Diagnostic radiologists can scroll through upwards of 25,000 mammography images per day in search of the smallest suspicious lesion. The task is extremely taxing and image interpretation is variable. Enter artificial intelligence (AI), which has proven so promising at one South Florida facility that physicians there are presenting outcomes data they hope will change the future of breast cancer detection.
“With AI, we are finding cancers years before we would find them without AI. This technology is having a significant impact for our patients. Because cancers are caught earlier, we are seeing that less therapy is needed. Our patients may not require chemotherapy or radiation therapy.,” says investigator Kathy Schilling, M.D., medical director of Lynn Women’s Health & Wellness Institute at Baptist Health Boca Raton Regional Hospital. The Institute is the only site in South Florida that offers iCAD AI-enhanced digital breast tomosynthesis.
An early adopter of AI, Dr. Schilling’s curiosity drove her to conduct a retrospective evaluation of the Institute’s experience. She presented those results, “Real-world Breast Cancer Screening Performance with Digital Breast Tomosynthesis Before and After Implementation of an Artificial Intelligence Detection System,” at the European Congress of Radiology meeting in Vienna on March 3.

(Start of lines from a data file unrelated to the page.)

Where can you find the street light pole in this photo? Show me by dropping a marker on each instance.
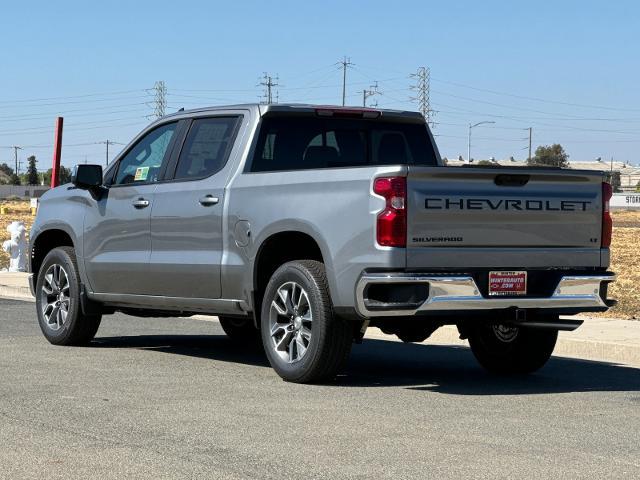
(469, 144)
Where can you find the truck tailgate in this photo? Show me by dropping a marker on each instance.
(503, 217)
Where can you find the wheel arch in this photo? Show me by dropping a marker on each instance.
(44, 242)
(280, 247)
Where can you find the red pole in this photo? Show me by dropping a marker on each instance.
(57, 151)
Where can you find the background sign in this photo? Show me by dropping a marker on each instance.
(625, 200)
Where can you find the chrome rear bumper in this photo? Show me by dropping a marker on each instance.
(450, 293)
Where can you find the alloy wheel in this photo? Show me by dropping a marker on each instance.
(290, 322)
(54, 297)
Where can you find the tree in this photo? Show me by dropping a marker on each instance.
(550, 156)
(614, 179)
(32, 171)
(65, 176)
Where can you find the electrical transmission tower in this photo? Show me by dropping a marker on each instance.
(373, 90)
(422, 86)
(159, 103)
(269, 83)
(344, 64)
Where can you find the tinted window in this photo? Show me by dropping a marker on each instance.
(207, 147)
(288, 143)
(142, 163)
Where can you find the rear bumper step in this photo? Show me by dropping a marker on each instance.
(460, 292)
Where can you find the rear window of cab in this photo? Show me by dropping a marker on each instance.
(301, 143)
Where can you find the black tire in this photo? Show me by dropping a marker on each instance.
(76, 328)
(326, 351)
(503, 349)
(240, 330)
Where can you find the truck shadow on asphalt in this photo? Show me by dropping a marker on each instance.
(432, 368)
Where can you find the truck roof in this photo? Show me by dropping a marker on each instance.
(297, 108)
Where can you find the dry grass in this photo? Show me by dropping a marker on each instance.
(625, 261)
(18, 211)
(625, 255)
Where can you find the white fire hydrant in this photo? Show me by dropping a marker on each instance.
(17, 247)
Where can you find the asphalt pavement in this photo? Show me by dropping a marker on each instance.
(174, 398)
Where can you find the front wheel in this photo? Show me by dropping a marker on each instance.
(58, 301)
(303, 339)
(506, 349)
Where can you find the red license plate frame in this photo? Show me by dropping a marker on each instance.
(507, 283)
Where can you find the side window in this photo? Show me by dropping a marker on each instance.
(207, 147)
(142, 163)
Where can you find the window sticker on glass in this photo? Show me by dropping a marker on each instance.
(141, 174)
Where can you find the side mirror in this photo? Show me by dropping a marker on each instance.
(87, 177)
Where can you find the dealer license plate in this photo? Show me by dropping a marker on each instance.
(507, 283)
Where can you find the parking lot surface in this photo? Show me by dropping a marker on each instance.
(174, 398)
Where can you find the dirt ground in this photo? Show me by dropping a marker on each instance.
(625, 255)
(17, 211)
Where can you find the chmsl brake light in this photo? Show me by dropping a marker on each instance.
(607, 222)
(347, 112)
(391, 225)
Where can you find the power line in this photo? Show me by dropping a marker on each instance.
(269, 83)
(344, 64)
(107, 143)
(537, 99)
(373, 90)
(30, 100)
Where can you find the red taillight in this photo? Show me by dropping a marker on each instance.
(607, 222)
(391, 228)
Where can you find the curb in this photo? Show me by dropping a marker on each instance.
(565, 347)
(602, 351)
(16, 293)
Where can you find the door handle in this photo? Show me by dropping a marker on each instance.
(140, 203)
(209, 200)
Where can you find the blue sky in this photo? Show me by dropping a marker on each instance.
(568, 69)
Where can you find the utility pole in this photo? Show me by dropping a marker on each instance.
(269, 83)
(486, 122)
(15, 154)
(159, 103)
(422, 88)
(344, 63)
(373, 90)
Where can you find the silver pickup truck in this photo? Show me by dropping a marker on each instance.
(303, 225)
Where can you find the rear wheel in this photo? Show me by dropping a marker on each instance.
(506, 349)
(58, 301)
(303, 339)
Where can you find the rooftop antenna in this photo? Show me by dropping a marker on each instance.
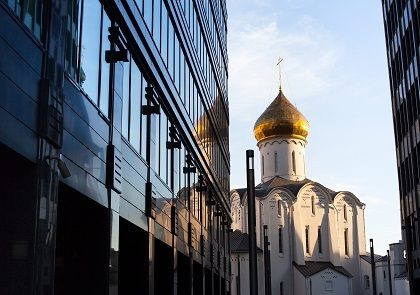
(279, 65)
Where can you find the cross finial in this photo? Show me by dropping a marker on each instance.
(279, 65)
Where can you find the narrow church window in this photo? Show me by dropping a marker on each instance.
(262, 165)
(279, 208)
(345, 212)
(294, 162)
(280, 239)
(319, 240)
(367, 282)
(346, 241)
(328, 286)
(276, 163)
(313, 205)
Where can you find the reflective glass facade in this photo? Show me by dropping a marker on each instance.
(131, 96)
(401, 21)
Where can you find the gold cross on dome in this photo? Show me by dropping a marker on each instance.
(279, 65)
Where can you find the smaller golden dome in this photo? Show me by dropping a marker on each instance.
(281, 119)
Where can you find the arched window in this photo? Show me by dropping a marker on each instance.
(294, 162)
(276, 163)
(346, 241)
(319, 239)
(313, 205)
(280, 239)
(345, 212)
(262, 165)
(307, 239)
(367, 282)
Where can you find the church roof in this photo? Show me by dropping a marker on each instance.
(378, 258)
(281, 119)
(239, 242)
(312, 267)
(264, 188)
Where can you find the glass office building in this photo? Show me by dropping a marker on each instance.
(114, 147)
(401, 21)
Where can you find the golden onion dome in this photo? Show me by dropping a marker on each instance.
(281, 119)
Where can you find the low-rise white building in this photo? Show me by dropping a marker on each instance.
(316, 235)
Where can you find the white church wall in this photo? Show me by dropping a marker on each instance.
(365, 279)
(331, 282)
(382, 278)
(349, 234)
(312, 208)
(280, 257)
(300, 284)
(244, 273)
(282, 157)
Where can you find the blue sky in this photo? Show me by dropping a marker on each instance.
(335, 72)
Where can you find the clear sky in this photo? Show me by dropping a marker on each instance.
(335, 72)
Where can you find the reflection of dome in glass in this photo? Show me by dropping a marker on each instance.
(204, 131)
(281, 119)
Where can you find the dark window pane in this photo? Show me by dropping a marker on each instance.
(148, 13)
(126, 100)
(176, 56)
(135, 106)
(164, 35)
(104, 94)
(89, 65)
(156, 22)
(163, 169)
(143, 121)
(171, 50)
(72, 37)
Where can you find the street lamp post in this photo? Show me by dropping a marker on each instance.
(250, 181)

“We have nine dedicated breast radiologists and we adopted AI in 2020 in the hopes that it would help us find more cancers,” she says. “We were already outperforming expected detection rate benchmarks from the American College of Radiology but as volumes increased, we wanted to ensure quality and increase our confidence.”
Her findings were even more dramatic than she had expected. Cancer detection rates rose from 5.77/1000 women to 7.8/1000 women screened. Each of the nine radiologists improved in accuracy with a pooled increase of 23%, sensitivity increased from 81.98% to 86.47% (a 6% improvement), Ppv1 improved from 8.28% to 10.17% (a 23% increase) and there was no change in recall rate. The full abstract may be read at https://connect.myesr.org/course/impact-of-ai-on-mammography-screening/.

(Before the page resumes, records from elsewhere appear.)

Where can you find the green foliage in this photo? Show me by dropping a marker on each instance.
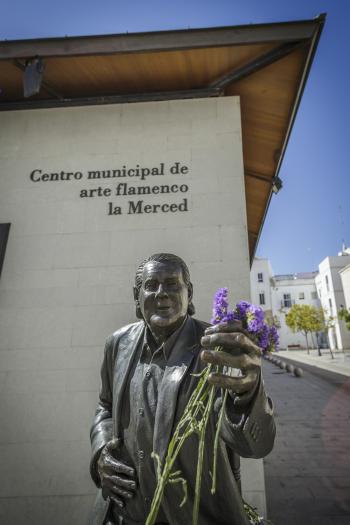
(305, 318)
(345, 316)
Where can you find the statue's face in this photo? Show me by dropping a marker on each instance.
(163, 296)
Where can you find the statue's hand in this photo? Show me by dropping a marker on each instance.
(118, 480)
(239, 351)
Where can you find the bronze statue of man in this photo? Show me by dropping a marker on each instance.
(148, 375)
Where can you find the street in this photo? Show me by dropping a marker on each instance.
(308, 472)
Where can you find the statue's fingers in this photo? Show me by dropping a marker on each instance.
(124, 483)
(235, 342)
(242, 361)
(107, 493)
(118, 467)
(236, 384)
(231, 326)
(116, 490)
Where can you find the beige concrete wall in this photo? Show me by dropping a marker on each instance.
(68, 271)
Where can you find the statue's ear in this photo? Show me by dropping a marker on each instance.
(190, 292)
(190, 309)
(137, 304)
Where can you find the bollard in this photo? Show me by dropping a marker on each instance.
(298, 372)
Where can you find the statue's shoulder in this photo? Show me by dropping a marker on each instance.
(200, 326)
(125, 331)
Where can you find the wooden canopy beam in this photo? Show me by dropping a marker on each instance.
(160, 40)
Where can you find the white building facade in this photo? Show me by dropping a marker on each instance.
(331, 294)
(345, 279)
(328, 288)
(276, 294)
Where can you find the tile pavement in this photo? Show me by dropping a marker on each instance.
(307, 474)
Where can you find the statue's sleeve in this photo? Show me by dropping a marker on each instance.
(250, 430)
(102, 426)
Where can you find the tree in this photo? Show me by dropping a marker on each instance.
(345, 316)
(327, 322)
(304, 318)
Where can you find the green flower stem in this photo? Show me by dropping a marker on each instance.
(194, 420)
(216, 442)
(204, 424)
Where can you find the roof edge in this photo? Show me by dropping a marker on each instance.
(158, 40)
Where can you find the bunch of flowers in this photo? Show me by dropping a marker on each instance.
(252, 318)
(199, 407)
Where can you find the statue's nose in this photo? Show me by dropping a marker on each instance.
(161, 292)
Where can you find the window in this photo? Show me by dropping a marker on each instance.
(287, 300)
(4, 233)
(330, 306)
(327, 283)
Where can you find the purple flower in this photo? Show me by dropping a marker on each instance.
(254, 319)
(274, 339)
(251, 316)
(241, 309)
(263, 337)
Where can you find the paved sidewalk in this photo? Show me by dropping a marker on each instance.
(340, 364)
(307, 474)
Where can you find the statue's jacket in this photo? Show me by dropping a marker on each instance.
(248, 433)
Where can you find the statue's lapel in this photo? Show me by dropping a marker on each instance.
(126, 354)
(185, 348)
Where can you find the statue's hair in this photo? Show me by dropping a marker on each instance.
(163, 258)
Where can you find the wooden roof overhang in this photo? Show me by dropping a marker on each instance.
(266, 65)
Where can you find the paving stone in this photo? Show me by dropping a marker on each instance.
(307, 474)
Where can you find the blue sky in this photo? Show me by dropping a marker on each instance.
(310, 217)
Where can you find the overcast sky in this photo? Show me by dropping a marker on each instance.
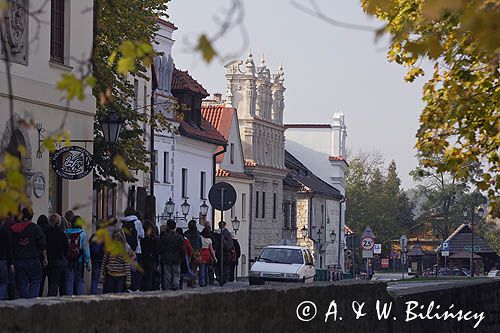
(327, 69)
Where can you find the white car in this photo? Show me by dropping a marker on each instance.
(284, 264)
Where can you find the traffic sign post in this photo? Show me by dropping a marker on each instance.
(367, 244)
(222, 196)
(403, 242)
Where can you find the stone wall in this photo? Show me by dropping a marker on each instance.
(254, 309)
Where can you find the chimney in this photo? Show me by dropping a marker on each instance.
(218, 98)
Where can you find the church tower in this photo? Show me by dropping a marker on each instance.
(258, 97)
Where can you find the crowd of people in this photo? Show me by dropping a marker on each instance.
(56, 251)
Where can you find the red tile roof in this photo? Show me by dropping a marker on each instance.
(225, 173)
(220, 118)
(308, 126)
(250, 163)
(206, 132)
(181, 80)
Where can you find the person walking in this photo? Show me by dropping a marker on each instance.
(193, 235)
(6, 258)
(29, 246)
(96, 257)
(233, 259)
(115, 275)
(172, 252)
(185, 264)
(134, 232)
(149, 255)
(43, 222)
(207, 255)
(57, 250)
(78, 257)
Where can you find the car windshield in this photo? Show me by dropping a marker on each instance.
(282, 256)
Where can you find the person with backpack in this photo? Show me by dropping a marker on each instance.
(134, 232)
(96, 257)
(29, 246)
(43, 222)
(6, 258)
(57, 250)
(115, 272)
(234, 256)
(149, 255)
(172, 251)
(78, 257)
(207, 254)
(193, 235)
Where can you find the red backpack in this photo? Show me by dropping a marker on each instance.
(74, 246)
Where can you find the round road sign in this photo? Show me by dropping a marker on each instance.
(367, 243)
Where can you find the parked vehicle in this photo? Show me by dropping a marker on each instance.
(283, 264)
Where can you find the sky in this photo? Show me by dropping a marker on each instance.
(327, 69)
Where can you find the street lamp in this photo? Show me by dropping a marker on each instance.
(169, 207)
(480, 214)
(111, 126)
(185, 208)
(204, 209)
(303, 232)
(319, 236)
(333, 235)
(236, 224)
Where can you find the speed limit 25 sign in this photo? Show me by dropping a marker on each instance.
(367, 243)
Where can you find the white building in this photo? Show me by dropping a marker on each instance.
(231, 169)
(258, 98)
(39, 55)
(322, 148)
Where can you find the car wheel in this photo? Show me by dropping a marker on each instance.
(254, 282)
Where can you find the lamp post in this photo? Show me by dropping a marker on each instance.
(303, 232)
(480, 214)
(319, 247)
(333, 235)
(111, 126)
(236, 224)
(185, 208)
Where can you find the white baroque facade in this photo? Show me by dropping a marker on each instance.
(38, 59)
(322, 148)
(258, 98)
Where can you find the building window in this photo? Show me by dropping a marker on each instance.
(243, 206)
(274, 206)
(166, 166)
(203, 184)
(57, 31)
(263, 204)
(155, 157)
(286, 214)
(184, 183)
(231, 153)
(257, 204)
(293, 215)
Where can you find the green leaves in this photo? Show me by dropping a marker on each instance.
(460, 117)
(205, 48)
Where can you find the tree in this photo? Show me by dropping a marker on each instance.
(123, 35)
(460, 117)
(376, 199)
(445, 197)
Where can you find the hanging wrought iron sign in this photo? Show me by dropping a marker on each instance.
(72, 162)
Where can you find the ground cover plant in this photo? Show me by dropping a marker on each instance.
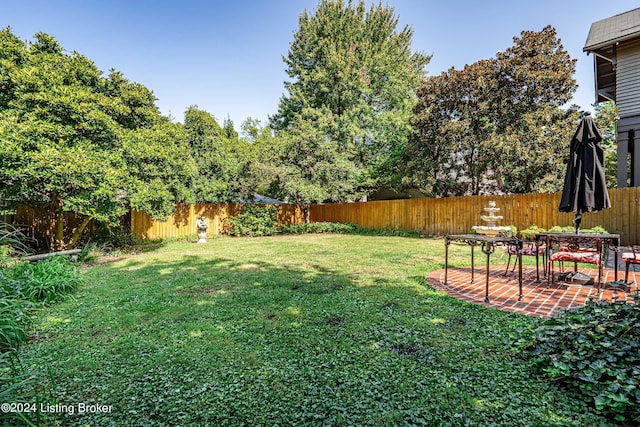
(311, 329)
(595, 352)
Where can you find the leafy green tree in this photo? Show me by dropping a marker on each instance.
(219, 155)
(351, 66)
(311, 167)
(606, 118)
(72, 140)
(497, 125)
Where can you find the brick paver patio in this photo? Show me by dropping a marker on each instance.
(538, 300)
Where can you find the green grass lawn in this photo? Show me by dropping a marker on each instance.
(288, 330)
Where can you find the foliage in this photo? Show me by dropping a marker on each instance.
(13, 317)
(353, 79)
(14, 379)
(318, 227)
(12, 243)
(595, 351)
(45, 281)
(530, 232)
(75, 141)
(312, 167)
(220, 157)
(497, 124)
(255, 220)
(606, 118)
(312, 329)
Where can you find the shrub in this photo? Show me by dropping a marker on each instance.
(45, 281)
(595, 352)
(110, 236)
(255, 220)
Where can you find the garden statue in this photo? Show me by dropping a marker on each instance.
(202, 226)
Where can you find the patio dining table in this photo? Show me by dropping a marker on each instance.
(488, 245)
(599, 241)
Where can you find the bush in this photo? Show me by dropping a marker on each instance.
(530, 232)
(318, 227)
(44, 281)
(595, 352)
(110, 237)
(255, 220)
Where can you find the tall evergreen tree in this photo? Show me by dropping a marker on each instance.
(351, 66)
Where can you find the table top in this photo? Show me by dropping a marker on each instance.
(587, 235)
(481, 238)
(579, 236)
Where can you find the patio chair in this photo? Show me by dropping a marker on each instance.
(528, 249)
(629, 258)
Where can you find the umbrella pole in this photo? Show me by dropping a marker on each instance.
(578, 219)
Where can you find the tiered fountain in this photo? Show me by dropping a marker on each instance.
(491, 229)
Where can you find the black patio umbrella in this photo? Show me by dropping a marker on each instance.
(585, 188)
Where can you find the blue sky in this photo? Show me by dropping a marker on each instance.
(226, 56)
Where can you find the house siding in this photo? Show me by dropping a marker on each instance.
(628, 79)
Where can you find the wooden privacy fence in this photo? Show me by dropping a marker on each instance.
(455, 215)
(429, 216)
(183, 221)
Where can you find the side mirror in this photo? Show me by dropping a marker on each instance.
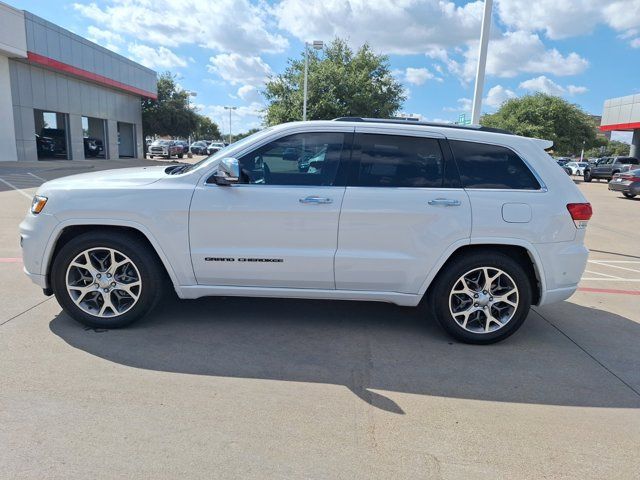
(228, 172)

Improvements in imaging technology have led to increased demands on breast imagers, Dr. Schilling says. “When we read 2D mammograms, there were two images per breast so I would have been seeing about 400 images a day, 2,000 a week and 80,000 images a year,” she explains. “With 3D, we are seeing 1 mm slices, so up to 280 images per exam, 28,000 a day and 5.6 million images a year. You get very fatigued and mesmerized scrolling through, but you don’t want to miss a cancer.”
While AI will not eliminate the need for radiologists, Dr. Schilling says, the technology, with its deep learning tools and radiomics, makes it possible to flag suspicious areas for a more thorough investigation by the radiologist.
Dr. Schilling’s study is moving to the next phase, where she will investigate the size and stage of cancers upon diagnosis at Lynn Women’s Health & Wellness Institute pre- and post-AI implementation. In addition, she is the local PI for the Contrast-Enhanced Mammography Imaging Screening Trial (CMIST), a multicenter trial supported by GE Healthcare and the American College of Radiology that will study contrast-enhanced mammography in patients with dense breasts.